ABSTRACT

Every July the Tolpuddle Martyrs’ festival is celebrated at a small Dorset village near Dorchester. Thousands of trade unionists regularly converge on the village to commemorate the six local agricultural labourers from Tolpuddle who were deported to New South Wales and Tasmania in the Spring of 1834. The men had been seeking to form a union to resist a reduction in their weekly wages. They had not taken part in strike action. Nor had they participated in the so-called Captain Swing riots in agricultural areas in the early 1830s in which, as Hobsbawm and Rudé have calculated, some 252 were sentenced to death,19 actually executed and 505 sentenced to deportation and 644 imprisoned (Hobsbawm and Rudé 1973: 224). Since the Combination Acts outlawing unions had been rescinded the agricultural labourers had broken no law in forming a union. However, they were convicted of swearing an oath, reputedly under the village sycamore tree, as part of the proceedings of a friendly society. They were prosecuted under the Mutiny Act of 1797 passed to prevent sedition, although, as John Rule has noted, ‘there was no question of the six having any such intent’ (Rule 1986: 311). In March 1834, a London meeting of some 10,000 people was organised by the Grand National Consolidated Trade Union.

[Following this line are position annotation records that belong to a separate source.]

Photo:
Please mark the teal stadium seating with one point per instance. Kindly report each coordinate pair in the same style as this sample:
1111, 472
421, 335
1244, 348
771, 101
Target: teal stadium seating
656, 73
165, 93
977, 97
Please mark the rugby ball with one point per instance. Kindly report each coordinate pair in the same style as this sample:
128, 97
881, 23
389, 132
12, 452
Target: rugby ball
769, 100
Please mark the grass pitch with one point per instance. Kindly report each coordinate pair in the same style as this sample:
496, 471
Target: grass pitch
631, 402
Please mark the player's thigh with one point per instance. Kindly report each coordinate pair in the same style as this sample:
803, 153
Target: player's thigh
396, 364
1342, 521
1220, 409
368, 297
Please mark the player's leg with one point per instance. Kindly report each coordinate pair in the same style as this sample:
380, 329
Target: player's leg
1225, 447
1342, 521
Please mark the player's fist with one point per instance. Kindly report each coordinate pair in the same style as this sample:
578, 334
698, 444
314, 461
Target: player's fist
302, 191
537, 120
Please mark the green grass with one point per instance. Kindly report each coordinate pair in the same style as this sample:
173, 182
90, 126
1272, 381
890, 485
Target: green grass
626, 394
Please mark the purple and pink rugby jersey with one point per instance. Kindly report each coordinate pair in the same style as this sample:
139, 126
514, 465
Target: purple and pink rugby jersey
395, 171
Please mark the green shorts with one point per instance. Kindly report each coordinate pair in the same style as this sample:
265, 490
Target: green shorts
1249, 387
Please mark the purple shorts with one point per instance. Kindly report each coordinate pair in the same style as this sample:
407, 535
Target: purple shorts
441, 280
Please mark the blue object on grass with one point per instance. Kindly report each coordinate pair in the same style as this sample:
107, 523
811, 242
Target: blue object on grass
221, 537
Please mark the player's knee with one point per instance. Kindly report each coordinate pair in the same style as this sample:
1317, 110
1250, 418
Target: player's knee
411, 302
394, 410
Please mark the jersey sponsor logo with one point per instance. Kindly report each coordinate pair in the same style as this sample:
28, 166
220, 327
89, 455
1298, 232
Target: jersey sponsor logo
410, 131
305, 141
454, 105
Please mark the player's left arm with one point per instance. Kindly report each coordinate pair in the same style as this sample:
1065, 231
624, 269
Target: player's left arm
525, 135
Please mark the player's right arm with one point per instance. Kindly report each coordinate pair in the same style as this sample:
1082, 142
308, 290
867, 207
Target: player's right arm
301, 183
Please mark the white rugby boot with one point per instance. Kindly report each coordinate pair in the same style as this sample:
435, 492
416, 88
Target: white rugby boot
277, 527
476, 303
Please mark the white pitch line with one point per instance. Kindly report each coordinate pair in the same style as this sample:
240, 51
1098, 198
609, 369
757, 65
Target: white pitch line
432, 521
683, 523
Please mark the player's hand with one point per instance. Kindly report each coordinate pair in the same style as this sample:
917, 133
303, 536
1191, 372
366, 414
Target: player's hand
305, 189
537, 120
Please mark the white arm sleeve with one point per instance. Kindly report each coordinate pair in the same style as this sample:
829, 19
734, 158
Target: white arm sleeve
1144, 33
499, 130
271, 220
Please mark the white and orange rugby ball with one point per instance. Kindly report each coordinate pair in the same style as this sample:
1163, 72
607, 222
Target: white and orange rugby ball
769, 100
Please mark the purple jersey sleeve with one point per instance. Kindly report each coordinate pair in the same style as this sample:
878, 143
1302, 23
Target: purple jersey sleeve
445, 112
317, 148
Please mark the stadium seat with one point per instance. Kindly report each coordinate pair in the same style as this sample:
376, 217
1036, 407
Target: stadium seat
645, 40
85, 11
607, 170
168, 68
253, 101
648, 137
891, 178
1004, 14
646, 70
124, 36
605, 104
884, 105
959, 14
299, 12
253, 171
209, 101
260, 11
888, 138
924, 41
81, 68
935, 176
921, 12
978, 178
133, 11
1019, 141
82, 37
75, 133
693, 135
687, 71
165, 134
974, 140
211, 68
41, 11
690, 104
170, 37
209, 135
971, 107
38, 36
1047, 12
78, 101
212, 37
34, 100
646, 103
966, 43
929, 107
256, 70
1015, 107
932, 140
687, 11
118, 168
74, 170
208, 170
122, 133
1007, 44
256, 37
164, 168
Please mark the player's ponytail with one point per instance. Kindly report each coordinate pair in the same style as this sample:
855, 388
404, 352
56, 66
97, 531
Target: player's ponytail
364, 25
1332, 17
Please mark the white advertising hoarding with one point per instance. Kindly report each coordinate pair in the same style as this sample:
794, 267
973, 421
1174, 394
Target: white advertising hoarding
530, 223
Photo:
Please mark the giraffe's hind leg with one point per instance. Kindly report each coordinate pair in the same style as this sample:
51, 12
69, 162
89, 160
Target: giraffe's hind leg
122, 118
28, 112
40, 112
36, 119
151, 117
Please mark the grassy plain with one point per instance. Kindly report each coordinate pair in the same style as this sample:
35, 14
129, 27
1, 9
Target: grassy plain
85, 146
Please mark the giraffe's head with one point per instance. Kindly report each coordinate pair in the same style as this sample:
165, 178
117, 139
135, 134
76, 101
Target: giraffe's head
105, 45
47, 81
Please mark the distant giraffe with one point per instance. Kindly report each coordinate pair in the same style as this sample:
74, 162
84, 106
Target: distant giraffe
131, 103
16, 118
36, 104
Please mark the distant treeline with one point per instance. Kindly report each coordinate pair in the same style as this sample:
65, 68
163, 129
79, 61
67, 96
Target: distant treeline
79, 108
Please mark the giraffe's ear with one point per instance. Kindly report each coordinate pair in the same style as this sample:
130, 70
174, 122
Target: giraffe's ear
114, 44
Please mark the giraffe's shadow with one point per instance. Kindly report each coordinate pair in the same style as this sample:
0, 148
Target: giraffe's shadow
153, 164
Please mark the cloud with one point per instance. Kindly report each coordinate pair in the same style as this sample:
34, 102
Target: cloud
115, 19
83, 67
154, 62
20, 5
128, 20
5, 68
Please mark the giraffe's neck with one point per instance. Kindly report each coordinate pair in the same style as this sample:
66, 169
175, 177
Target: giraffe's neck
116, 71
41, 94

It also subsequently organised a demonstration for their release, not in Dorset, but in London, at Islington’s Copenhagen Fields on 21 April 1834. As a result of various campaigns the six men received a free pardon in 1836: George Loveless returned to London in June 1837 and the others to Plymouth on March 17th 1838, some four years after the trial. On Easter Monday 1838 a procession was held to welcome their return, again in London (TUC 1934).